By now, anyone who is thinking about their investment portfolio is aware of Bitcoin’s existence. As a prospective investor, a closer look at historical Bitcoin price fluctuations, signals high risk. Since understanding Bitcoin fundamentals and what it can be used for is a little abstract, many investors avoid buying Bitcoin altogether. But those who are interested, still ask themselves why Bitcoin prices fluctuate so much, and how they can take advantage of this to turn a profit. Here are some answers as to why Bitcoin prices fluctuate so drastically.

What do Bitcoin Prices Depend on?

Every price fluctuation tells a story. That story has two sides to it: demand and supply. With Bitcoin, the supply side is pretty clear. Bitcoin supply was designed to minimize price fluctuation, even if that was an inadvertent feature. There are a set number of coins that will be minted and the rate at which they are released into the money supply is set. The only possible unknown there is the number of coins that are lost and will never be transacted with again.

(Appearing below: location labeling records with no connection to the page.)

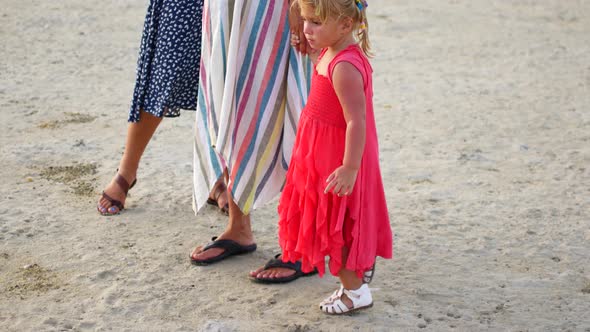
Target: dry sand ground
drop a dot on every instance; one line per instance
(484, 121)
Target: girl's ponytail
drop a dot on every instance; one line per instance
(362, 34)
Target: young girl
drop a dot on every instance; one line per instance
(333, 203)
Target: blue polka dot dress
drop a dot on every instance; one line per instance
(169, 58)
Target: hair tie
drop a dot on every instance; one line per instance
(361, 4)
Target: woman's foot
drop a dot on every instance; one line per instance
(218, 196)
(113, 197)
(200, 253)
(270, 273)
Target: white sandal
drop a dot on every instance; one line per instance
(361, 299)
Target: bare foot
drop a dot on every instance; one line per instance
(115, 191)
(218, 196)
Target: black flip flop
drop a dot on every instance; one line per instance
(230, 247)
(278, 263)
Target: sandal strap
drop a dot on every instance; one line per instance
(123, 184)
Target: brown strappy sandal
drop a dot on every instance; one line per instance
(218, 190)
(124, 185)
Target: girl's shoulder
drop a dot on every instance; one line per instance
(354, 55)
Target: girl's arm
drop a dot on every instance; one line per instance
(349, 86)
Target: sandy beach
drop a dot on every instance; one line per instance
(483, 114)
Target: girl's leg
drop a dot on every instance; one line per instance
(348, 278)
(138, 137)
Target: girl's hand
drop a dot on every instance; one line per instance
(341, 181)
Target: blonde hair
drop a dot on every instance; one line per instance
(337, 9)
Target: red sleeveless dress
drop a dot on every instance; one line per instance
(313, 225)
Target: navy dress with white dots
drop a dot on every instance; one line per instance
(169, 58)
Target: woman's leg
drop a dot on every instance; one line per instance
(238, 229)
(138, 137)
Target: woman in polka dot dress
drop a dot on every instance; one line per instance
(167, 81)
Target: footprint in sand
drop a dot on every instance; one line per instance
(79, 177)
(70, 117)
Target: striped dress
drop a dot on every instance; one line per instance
(252, 88)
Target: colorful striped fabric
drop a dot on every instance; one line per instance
(252, 88)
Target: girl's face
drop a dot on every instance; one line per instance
(321, 34)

The demand side is a little trickier to understand. It is ultimately demand which makes Bitcoin prices fluctuate so much. Here are some factors that influence demand and therefore fluctuation:

  • Bitcoin adoption
  • Expanding use cases for Bitcoin
  • Price Speculation
  • A relatively small market in which small players can tip the scales pretty easily
  • Lack of regulatory constraints

Price Fluctuation Depends on the Perception About what Bitcoin is For

Understanding demand for Bitcoin is almost impossible. This stems from its crisis of identity in the eyes of the investor. What is Bitcoin? Is it a currency, or is it a digital version of gold? Maybe both? The short answer is that Bitcoin was created as a currency but its deflationary nature and its key features – decentralization, immutability, P2P nature – all make it a desirable store of value in theory.

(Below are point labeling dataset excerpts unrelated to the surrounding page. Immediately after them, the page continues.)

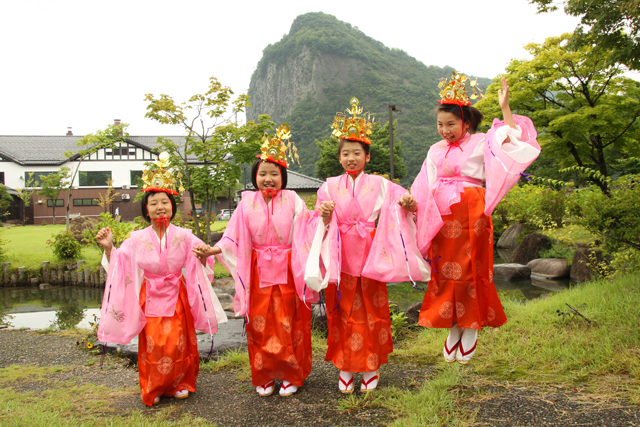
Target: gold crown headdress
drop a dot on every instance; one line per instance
(276, 149)
(354, 128)
(161, 178)
(455, 91)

As such, its price fluctuations cannot necessarily be understood like those of a currency. Bitcoin has no interest rates, its inflation – deflation – rate is elusive, and its purchasing power is a function of demand since Bitcoin doesn’t have a national economy behind it.

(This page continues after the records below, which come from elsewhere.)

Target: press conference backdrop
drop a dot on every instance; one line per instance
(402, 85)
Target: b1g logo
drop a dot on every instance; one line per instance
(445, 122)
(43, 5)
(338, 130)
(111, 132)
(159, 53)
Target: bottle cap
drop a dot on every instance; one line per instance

Bitcoin Adoption as a Function of Demand

But even without a national economy behind it, Bitcoin can potentially draw all the advantages of being used worldwide for any kind of transaction. Therefore, adoption is a crucial metric to try to understand demand and through it, Bitcoin price fluctuation. If adoption increases, then more people will be able to use Bitcoin for their day to day transactions. This should push prices up, and it is part of the reason why Gavin Andresen launched the first Bitcoin faucet.